Post 230.

Weekends are for rivers and forests. I want Ziya to value the place within which she is growing, and all that it bequeaths, as part of learning to value herself and her identity. Getting out of walled buildings and urban spaces is important for emotional and mental health, and though Zi may wonder why I’m dragging her around the country, when she’d rather stay home and snack her way through the day and the cupboards, I know that familiarity with our landscape will define her self-understanding in ways that school cannot.

We were at Turure Falls, walking reverently through the river collecting natural crystals. There were no others tramping through the bush, just breeze and light. Then, we came to the rockface where water cascades into pools. There, scrawled across the entire rock were the names of men who thought it was right to scar a natural setting, an hour’s hike away from civilization. Their names were everywhere, chiseled deep, like the defacing of a cathedral.

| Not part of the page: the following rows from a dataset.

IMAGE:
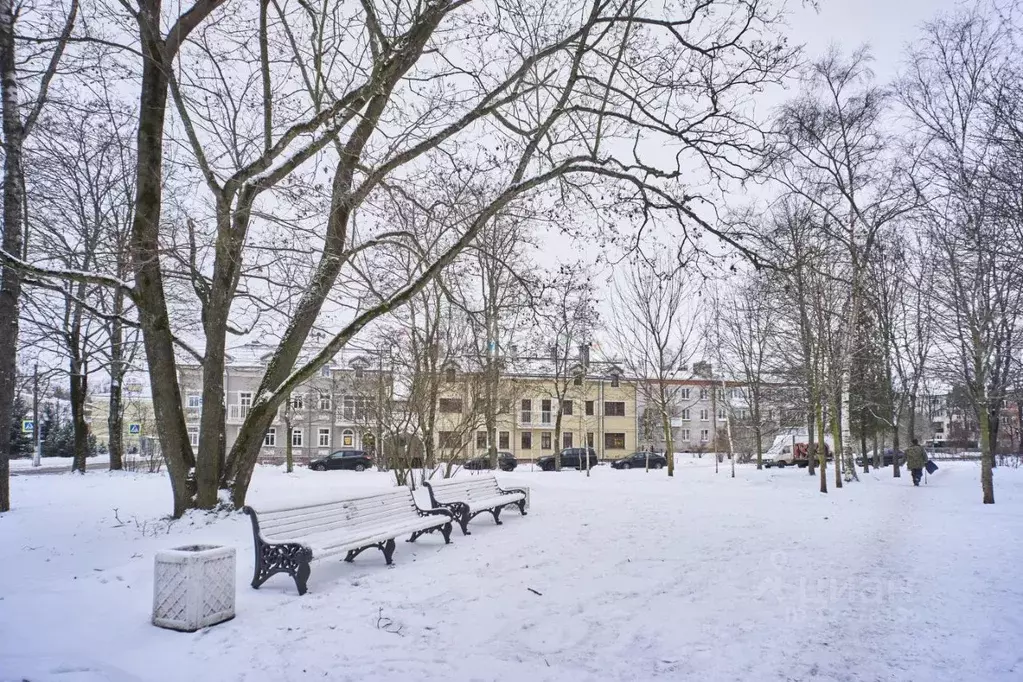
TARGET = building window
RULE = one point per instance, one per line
(527, 411)
(614, 409)
(449, 405)
(614, 441)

This happens because the state has no regulatory mechanisms for monitoring who goes into our forests and what they do while there, no records of names, no permits, no penalties, and no real conception of protection of our natural resources. That is a fact,  discernable whichever coast one is on in the country. We collected a bag of garbage on our way out, and there was more we left behind.

What did Zi learn from this? She could look around her and see for herself why the environment needs protection. She could read the details of how governments fail. She could be confronted with how quickly pristine spaces can be destroyed, and therefore the urgency with which her generation must act to change everything from education to policies.

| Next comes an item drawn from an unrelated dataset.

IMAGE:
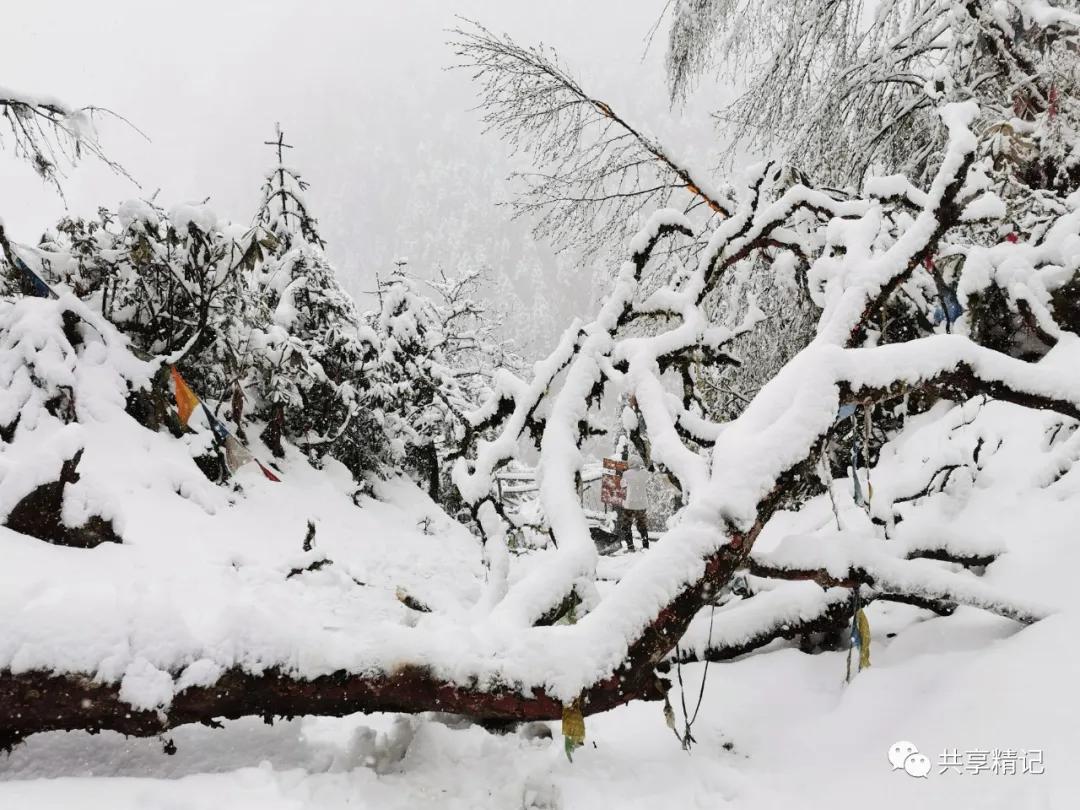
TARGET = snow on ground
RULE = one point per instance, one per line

We were in Caroni Swamp yesterday, impressed with the incoming flocks of scarlet ibis, which are truly wondrous to see, along with all the other wildlife, from boas to silky anteaters to a range of birds, from cardinals to herons, egrets, owls and more. But, from the dilapidated entrance sign to the badly kept Visitors’ Centre, what was clearly a site for preservation for seven generations, was suffering from sheer neglect of adequate ecological consciousness and government oversight.

For one, the boats of the tour operators should not produce so much noise or gas fumes. On a boat with about forty persons, at $60 per person, and at least three boats out simultaneously, the main tour operator is making enough to invest in ecologically friendly engines, and those managing the site should insist on them. No wonder the guide said that all the human activity has driven most wildlife to inaccessible sections of the swamp, boatloads of people go in every single evening. There isn’t a day when the Swamp is closed to visitors to allow the animals some respite from the noise, and wardens for the swamp should engage in regular cleaning up of the garbage that hangs from mangrove roots like shed snakeskin. Sitting quietly watching the flocks come in for the evening, I wondered how many of those 18 000 birds will still be there in twenty years, and whose responsibility will it be if they are not. Ours, right? So, I told Zi. Mine, hers and our responsibility.

All along the North Coast, there is garbage, mostly plastic bottles, but also wrappers of all kinds. Along Icacos, there’s a photographic exhibit worth of garbage. Maracas’ ‘upgrade’, seems to have forgotten that a river exists behind the beach, and that this too, not just the range of fish you can fry, is a sign of ecological diversity. Can you imagine if there was a children’s education centre at Maracas? Children could run through, in their sandy feet, while learning about rivers, forests, watersheds, and all the wildlife, from caiman to sharks, that deserve protection from endangerment. Until then, in horror at the ‘development’ of Maracas beach, Zi and I only drive through.

Lloyd Best once said to me, to understand Trinidad and Tobago and what it needs, just walk around with your eyes open. So true. Weekends are therefore for teaching Zi that observing her precious world is what she must first learn to do.